Any job exceeding such limits will stay in the queue with the message **`QOSMax[Cpu|GRES|Mem]PerJob`**.
As there are no more existing QoS during the week temporary overriding job limits (this happens for
instance in the CPU **daily** partition), the job needs to be cancelled, and the requested resources
must be adapted according to the above resource limits.

* The **gwendolen** partition is a special partition with a **[NVIDIA DGX A100](https://www.nvidia.com/en-us/data-center/dgx-a100/)** machine.
Public access is possible through the `gwendolen_public` account, however is limited to 2 GPUs per job, 32 CPUs and 121875MB of memory).
For full access, the `gwendolen` account is needed, and this is restricted to a set of users.

### Per user limits for GPU partitions

These limits apply exclusively to users.

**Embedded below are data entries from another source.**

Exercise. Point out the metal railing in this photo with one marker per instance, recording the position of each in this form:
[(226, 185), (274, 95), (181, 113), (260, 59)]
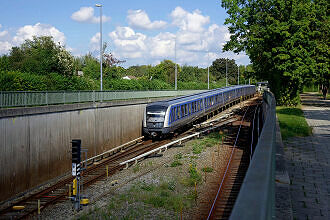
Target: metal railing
[(30, 98), (256, 199)]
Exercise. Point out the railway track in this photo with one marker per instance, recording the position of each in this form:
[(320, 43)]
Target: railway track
[(60, 191), (223, 193), (96, 171)]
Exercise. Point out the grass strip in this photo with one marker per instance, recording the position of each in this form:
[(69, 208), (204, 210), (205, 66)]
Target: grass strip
[(292, 122)]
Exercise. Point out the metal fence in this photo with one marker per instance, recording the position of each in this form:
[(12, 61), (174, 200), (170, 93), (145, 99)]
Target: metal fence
[(28, 98), (256, 199)]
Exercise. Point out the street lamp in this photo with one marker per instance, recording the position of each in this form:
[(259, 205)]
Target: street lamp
[(176, 68), (226, 73), (101, 52), (238, 75), (208, 70)]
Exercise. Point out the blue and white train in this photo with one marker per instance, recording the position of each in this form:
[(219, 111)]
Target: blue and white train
[(165, 117)]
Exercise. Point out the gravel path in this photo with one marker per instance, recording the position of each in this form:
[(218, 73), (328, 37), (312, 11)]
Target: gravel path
[(308, 161)]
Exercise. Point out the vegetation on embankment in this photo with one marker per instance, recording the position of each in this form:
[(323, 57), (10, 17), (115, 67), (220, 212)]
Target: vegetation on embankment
[(292, 122), (41, 64)]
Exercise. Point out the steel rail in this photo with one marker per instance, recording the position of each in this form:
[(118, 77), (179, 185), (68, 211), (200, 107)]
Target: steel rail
[(227, 168)]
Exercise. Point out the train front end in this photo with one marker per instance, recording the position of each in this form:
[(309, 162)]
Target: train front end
[(154, 120)]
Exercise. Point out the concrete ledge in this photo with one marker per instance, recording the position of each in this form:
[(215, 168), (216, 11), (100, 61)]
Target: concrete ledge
[(282, 181), (15, 112)]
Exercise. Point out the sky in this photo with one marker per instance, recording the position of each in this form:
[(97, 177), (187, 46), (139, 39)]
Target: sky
[(192, 32)]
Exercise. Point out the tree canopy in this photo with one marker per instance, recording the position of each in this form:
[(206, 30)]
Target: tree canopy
[(41, 56), (287, 41)]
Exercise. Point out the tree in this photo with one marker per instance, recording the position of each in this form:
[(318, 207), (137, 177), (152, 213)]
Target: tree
[(91, 67), (280, 37), (41, 56), (218, 69)]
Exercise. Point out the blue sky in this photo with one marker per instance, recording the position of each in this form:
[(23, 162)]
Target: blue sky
[(140, 32)]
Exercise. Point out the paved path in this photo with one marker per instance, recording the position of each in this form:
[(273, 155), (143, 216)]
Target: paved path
[(308, 163)]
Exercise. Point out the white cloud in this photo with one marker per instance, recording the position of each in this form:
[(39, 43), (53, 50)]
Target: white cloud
[(5, 47), (94, 42), (128, 43), (162, 45), (3, 33), (86, 14), (198, 43), (28, 31), (186, 21), (140, 19)]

In other words, there is a maximum of resources a single user can use.
Limits are defined using QoS, and this is usually set at the partition level. Limits are described in the table below with the format: `SlurmQoS(limits)`,
(list of possible `SlurmQoS` values can be listed with the command `sacctmgr show qos`):

| Partition     | Slurm Account      | Mon-Sun 0h-24h                                  |
|:-------------:| :----------------: | :---------------------------------------------: |
| **gpu**       | **`merlin`**       | gpu_week(cpu=80,gres/gpu=16,mem=400G)           |
| **gpu-short** | **`merlin`**       | gpu_week(cpu=80,gres/gpu=16,mem=400G)           |
| **gwendolen** | `gwendolen_public` | gwendolen_public(cpu=64,gres/gpu=4,mem=243750M) |
| **gwendolen** | `gwendolen`        | No limits, full access granted                  |

* With the limits in the public `gpu` and `gpu-short` partitions, a single user can not use more than 80 CPUs, more than 16 GPUs or more than 400GB.
Jobs sent by any user already exceeding such limits will stay in the queue with the message **`QOSMax[Cpu|GRES|Mem]PerUser`**.
In that case, job can wait in the queue until some of the running resources are freed.

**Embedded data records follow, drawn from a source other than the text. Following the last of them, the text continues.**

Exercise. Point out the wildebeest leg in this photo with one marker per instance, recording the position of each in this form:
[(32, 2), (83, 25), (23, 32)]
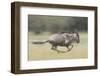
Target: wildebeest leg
[(69, 49)]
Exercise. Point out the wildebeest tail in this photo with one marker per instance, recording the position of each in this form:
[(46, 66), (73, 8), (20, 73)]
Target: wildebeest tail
[(39, 41)]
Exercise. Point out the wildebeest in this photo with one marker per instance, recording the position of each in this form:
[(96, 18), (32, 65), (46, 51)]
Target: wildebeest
[(61, 39)]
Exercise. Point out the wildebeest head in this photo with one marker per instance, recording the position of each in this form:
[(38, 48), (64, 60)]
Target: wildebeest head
[(76, 37)]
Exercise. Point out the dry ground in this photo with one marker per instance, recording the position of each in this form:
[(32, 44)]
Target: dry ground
[(44, 52)]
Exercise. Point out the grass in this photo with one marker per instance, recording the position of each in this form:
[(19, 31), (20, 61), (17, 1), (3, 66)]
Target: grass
[(44, 52)]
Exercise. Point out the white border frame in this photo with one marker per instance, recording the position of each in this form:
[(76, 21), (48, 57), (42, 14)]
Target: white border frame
[(25, 64)]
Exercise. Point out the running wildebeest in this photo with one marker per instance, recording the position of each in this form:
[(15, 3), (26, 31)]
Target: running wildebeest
[(61, 39)]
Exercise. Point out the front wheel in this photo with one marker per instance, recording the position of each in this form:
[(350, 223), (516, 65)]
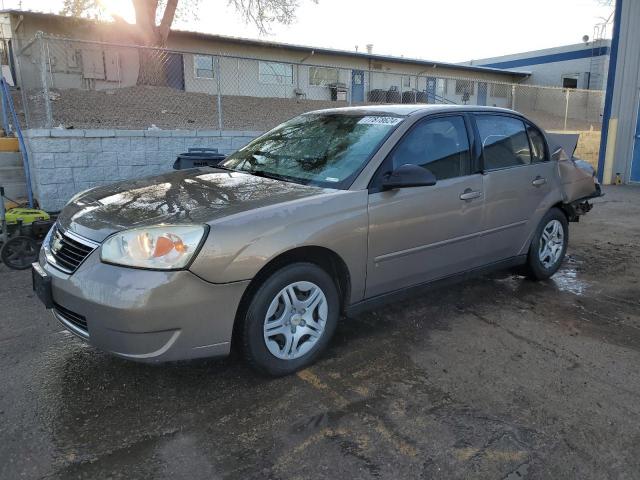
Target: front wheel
[(19, 252), (548, 246), (290, 320)]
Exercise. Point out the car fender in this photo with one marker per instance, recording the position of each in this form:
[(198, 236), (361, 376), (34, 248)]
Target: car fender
[(239, 246)]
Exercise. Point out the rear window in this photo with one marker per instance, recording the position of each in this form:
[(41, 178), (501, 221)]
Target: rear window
[(504, 142)]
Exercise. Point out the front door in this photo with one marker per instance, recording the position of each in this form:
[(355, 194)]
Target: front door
[(425, 233), (174, 70), (357, 86), (431, 90), (482, 93), (517, 183), (635, 162)]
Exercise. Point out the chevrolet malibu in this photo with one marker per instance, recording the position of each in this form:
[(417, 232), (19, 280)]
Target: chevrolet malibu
[(327, 214)]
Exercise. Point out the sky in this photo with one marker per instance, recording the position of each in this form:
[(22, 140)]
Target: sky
[(448, 31)]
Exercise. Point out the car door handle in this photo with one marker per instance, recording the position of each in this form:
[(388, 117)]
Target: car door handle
[(539, 181), (469, 194)]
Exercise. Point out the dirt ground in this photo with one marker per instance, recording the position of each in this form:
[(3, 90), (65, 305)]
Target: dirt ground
[(495, 378)]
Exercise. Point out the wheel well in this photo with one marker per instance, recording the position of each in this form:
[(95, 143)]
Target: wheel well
[(323, 257), (567, 210)]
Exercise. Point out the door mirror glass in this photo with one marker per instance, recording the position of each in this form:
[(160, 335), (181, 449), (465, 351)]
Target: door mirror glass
[(408, 175)]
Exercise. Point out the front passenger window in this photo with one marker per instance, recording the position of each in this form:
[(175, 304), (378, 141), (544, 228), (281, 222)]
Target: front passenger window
[(440, 145), (504, 142)]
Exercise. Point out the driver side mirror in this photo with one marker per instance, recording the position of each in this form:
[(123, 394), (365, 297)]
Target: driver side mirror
[(409, 175)]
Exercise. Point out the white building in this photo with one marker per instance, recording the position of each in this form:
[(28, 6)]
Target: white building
[(582, 65)]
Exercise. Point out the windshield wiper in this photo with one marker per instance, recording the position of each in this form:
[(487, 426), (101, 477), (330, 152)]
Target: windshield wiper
[(263, 174)]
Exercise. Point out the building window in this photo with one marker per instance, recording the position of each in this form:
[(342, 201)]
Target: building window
[(569, 82), (441, 87), (203, 66), (500, 90), (276, 73), (464, 87), (322, 76)]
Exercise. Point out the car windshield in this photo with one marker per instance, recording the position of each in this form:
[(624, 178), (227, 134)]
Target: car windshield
[(326, 150)]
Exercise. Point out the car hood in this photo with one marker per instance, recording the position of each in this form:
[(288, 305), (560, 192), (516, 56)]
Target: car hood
[(182, 197)]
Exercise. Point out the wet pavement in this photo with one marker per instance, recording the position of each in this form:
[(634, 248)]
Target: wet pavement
[(497, 378)]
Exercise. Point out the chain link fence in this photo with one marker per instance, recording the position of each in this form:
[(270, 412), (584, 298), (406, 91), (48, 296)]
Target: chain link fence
[(83, 84)]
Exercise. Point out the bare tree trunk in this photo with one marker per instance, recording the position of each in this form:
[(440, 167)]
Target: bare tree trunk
[(152, 61)]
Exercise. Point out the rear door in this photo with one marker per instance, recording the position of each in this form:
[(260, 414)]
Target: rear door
[(425, 233), (518, 182)]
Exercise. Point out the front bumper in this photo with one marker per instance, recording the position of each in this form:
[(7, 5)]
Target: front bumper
[(144, 315)]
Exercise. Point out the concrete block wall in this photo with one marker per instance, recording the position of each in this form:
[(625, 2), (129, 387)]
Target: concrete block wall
[(64, 162)]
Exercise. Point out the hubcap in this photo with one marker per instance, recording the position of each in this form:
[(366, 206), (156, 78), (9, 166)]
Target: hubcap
[(295, 320), (551, 243)]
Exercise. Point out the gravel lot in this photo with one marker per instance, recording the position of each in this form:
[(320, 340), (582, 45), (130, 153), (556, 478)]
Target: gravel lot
[(141, 106), (497, 378), (167, 108)]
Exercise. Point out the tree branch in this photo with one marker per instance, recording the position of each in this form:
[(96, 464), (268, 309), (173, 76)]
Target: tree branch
[(167, 20)]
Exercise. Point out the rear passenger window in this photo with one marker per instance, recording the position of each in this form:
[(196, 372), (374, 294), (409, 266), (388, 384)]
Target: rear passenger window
[(538, 150), (504, 142), (440, 144)]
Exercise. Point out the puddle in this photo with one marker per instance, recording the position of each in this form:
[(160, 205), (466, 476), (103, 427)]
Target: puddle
[(566, 280)]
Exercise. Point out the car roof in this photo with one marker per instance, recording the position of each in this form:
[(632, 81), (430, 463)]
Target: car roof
[(406, 110)]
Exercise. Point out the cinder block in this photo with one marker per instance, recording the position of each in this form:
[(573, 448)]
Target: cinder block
[(54, 175), (102, 159), (251, 133), (36, 132), (208, 133), (116, 144), (66, 132), (71, 159), (157, 133), (67, 190), (160, 158), (127, 172), (131, 158), (239, 142), (84, 174), (42, 160), (172, 144), (85, 145), (141, 144), (183, 133), (99, 133), (49, 145), (129, 133)]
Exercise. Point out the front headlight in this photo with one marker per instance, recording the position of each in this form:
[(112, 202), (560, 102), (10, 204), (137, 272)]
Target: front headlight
[(162, 247)]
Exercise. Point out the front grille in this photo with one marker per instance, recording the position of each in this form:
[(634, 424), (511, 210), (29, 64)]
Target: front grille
[(68, 253), (73, 318)]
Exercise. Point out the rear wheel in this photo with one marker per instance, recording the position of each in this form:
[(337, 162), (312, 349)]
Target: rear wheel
[(548, 246), (290, 320)]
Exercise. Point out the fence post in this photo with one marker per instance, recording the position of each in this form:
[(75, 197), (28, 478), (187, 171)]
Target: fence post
[(219, 100), (566, 108), (43, 79)]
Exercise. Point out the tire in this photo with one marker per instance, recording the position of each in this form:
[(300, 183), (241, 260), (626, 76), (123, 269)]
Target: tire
[(19, 252), (548, 246), (281, 334)]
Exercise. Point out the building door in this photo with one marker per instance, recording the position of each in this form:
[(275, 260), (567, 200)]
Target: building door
[(635, 162), (431, 90), (174, 71), (482, 93), (357, 86)]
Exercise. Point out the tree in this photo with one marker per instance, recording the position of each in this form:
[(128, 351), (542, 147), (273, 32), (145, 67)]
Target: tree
[(155, 17)]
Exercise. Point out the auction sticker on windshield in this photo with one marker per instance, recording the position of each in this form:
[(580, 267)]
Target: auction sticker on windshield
[(377, 120)]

* Notice that user limits are wider than job limits. In that way, a user can run up to two 8 GPUs based jobs, or up to four 4 GPUs based jobs, etc.
Please try to avoid occupying all GPUs of the same type for several hours or multiple days, otherwise it would block other users needing the same
type of GPU.

## Advanced Slurm configuration

Clusters at PSI use the [Slurm Workload Manager](http://slurm.schedmd.com/) as the batch system technology for managing and scheduling jobs.
Slurm has been installed in a **multi-clustered** configuration, allowing to integrate multiple clusters in the same batch system.

For understanding the Slurm configuration setup in the cluster, sometimes may be useful to check the following files:

* ``/etc/slurm/slurm.conf`` - can be found in the login nodes and computing nodes.
* ``/etc/slurm/gres.conf`` - can be found in the GPU nodes, is also propgated to login nodes and computing nodes for user read access.
* ``/etc/slurm/cgroup.conf`` - can be found in the computing nodes, is also propagated to login nodes for user read access.

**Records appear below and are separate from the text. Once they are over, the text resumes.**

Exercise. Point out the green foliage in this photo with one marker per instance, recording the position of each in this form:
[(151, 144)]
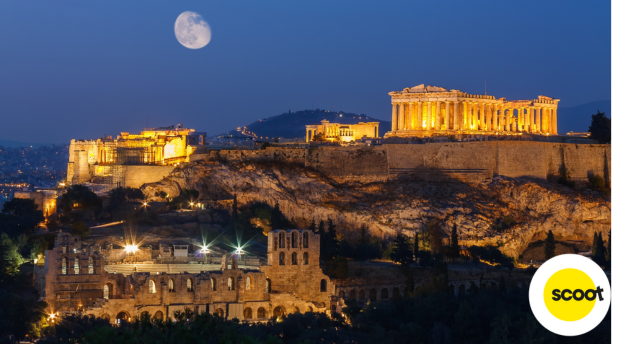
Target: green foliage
[(338, 268), (455, 249), (549, 246), (79, 229), (401, 250), (79, 197), (19, 317), (600, 127), (20, 216)]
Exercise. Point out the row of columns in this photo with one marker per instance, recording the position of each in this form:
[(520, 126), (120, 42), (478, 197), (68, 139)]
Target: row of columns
[(428, 115)]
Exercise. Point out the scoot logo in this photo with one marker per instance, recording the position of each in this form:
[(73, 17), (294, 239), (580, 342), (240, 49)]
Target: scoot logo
[(569, 295)]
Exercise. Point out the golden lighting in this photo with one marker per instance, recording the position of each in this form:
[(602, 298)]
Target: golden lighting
[(132, 248)]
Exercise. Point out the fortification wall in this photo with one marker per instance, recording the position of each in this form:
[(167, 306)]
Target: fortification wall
[(136, 175), (507, 158)]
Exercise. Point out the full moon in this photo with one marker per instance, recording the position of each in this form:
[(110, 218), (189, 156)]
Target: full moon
[(192, 31)]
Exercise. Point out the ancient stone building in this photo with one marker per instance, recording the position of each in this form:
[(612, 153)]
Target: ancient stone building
[(336, 132), (74, 279), (429, 110), (131, 159)]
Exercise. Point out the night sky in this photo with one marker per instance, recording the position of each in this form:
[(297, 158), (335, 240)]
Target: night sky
[(84, 69)]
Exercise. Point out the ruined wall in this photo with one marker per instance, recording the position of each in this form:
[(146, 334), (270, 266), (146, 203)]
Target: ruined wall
[(507, 158), (136, 175)]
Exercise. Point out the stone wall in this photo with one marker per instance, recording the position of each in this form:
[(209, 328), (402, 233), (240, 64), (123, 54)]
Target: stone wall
[(136, 175)]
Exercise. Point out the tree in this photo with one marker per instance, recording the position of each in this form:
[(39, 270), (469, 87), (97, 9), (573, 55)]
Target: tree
[(401, 250), (79, 229), (10, 259), (600, 127), (454, 248), (549, 246), (79, 196)]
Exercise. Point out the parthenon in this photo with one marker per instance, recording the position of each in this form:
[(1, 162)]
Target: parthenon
[(429, 110)]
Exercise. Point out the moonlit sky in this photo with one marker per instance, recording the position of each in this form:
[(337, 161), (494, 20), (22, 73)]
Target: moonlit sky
[(84, 69)]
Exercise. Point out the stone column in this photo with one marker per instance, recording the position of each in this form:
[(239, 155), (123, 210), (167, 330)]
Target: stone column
[(419, 123), (429, 115), (438, 116), (394, 117), (447, 116), (455, 121)]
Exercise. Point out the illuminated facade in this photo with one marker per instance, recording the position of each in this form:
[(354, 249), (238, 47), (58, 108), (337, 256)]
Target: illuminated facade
[(429, 110), (155, 146), (336, 132)]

The previous configuration files which can be found in the login nodes, correspond exclusively to the **merlin6** cluster configuration files.
Configuration files for the old **merlin5** cluster or for the **gmerlin6** cluster must be checked directly on any of the **merlin5** or **gmerlin6** computing nodes (in example, by login in to one of the nodes while a job or an active allocation is running).